The sectors most targeted by nation-state threat actors this year were:
- HE.
- Education .
- Government.
- Think tanks and NGOs.
- Transport.
Both attackers and defenders use generative AI
Generative AI introduces a new set of questions. Microsoft recommends limiting generative AI access to sensitive data and ensuring that data governance policies are applied to its use. The report outlines the significant impacts of AI on cybersecurity:
- Both attackers and defenders are increasingly using artificial intelligence tools.
- Nation-state actors can generate deceptive audio and video with AI.
- AI-targeted phishing, resume swarming, and deepfakes are now common.
- Conventional methods of limiting foreign influence operations may no longer work.
- AI policies and principles can mitigate some risks associated with the use of AI tools.
- Although many governments agree on the need for security to be an important factor in the development of AI, different governments pursue it in different ways.
“The sheer volume of attacks must be reduced through effective deterrence,” Burt explained, “and while the industry must do more to negate the efforts of attackers through improved cybersecurity, this must be accompanied by government action to impose consequences. that further discourage the attack.” most damaging cyberattacks.”
How organizations can prevent common cyberattacks
Microsoft's report contains actions organizations can take to prevent specific types of attacks. TechRepublic summarized some practical insights that apply across the board:
- Disrupt attacks at the technical layer, which means implementing policies such as multi-factor authentication and attack surface reduction.

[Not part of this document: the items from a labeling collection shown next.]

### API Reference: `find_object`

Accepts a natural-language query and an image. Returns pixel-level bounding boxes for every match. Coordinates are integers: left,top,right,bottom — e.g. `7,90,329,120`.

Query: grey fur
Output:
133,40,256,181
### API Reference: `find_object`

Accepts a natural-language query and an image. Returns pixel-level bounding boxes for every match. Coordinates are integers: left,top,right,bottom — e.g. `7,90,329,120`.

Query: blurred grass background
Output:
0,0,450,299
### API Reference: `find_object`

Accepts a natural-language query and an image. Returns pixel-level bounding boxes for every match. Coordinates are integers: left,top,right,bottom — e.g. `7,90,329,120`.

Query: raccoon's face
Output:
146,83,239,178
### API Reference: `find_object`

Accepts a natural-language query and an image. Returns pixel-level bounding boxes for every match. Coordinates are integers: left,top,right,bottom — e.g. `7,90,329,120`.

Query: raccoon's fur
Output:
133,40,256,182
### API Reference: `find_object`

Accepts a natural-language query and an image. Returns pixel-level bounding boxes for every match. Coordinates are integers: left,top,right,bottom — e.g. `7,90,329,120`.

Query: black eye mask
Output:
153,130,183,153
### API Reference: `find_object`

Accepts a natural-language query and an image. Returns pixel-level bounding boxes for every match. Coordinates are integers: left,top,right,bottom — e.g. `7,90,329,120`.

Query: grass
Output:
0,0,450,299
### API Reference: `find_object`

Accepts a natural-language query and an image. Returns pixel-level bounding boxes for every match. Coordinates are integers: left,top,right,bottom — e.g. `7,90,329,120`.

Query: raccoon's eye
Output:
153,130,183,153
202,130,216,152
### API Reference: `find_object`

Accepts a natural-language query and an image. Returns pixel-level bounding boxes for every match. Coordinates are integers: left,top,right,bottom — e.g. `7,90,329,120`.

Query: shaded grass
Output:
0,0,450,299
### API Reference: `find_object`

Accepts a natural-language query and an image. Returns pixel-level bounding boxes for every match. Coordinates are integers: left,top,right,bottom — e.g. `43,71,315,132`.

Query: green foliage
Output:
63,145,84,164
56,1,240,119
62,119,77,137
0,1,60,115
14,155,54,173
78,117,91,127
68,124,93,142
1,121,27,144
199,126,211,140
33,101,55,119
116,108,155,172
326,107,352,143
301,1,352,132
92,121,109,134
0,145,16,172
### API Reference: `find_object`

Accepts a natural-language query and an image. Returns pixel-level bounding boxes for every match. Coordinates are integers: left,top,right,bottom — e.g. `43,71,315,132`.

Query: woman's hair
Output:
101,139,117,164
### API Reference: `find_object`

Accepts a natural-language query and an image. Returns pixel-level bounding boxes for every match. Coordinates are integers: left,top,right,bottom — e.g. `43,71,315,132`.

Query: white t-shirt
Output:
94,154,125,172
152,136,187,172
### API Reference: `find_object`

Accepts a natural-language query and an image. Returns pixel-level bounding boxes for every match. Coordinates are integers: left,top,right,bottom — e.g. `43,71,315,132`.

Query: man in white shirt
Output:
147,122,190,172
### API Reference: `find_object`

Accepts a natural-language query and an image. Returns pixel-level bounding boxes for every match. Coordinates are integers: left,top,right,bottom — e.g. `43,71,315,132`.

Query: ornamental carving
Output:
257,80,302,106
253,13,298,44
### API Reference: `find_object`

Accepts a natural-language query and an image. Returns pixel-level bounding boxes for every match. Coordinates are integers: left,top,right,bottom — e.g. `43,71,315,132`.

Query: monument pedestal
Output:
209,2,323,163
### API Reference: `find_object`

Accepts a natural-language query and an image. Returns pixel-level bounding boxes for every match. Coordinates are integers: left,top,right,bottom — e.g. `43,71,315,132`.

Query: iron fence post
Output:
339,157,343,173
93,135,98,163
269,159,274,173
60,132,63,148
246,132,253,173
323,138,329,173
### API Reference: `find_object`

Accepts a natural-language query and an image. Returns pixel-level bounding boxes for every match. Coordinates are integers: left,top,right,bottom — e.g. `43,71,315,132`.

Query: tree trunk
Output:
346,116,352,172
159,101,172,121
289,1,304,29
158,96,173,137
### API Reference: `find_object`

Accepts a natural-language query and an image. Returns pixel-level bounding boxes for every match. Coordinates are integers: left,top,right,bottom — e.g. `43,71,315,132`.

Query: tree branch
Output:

- Similarly, use the “secure by default” setting, which makes multi-factor authentication mandatory.
- Use strong password protection.
- Test preconfigured security configurations, such as security defaults or managed conditional access policies, in report-only mode to understand their potential impact before deployment.
- Classify and label sensitive data and have DLP, data lifecycle, and conditional access policies around high-risk data and users.
Microsoft launched its Secure Future Initiative this year, following the Chinese intrusion into Microsoft's government email accounts in July 2023.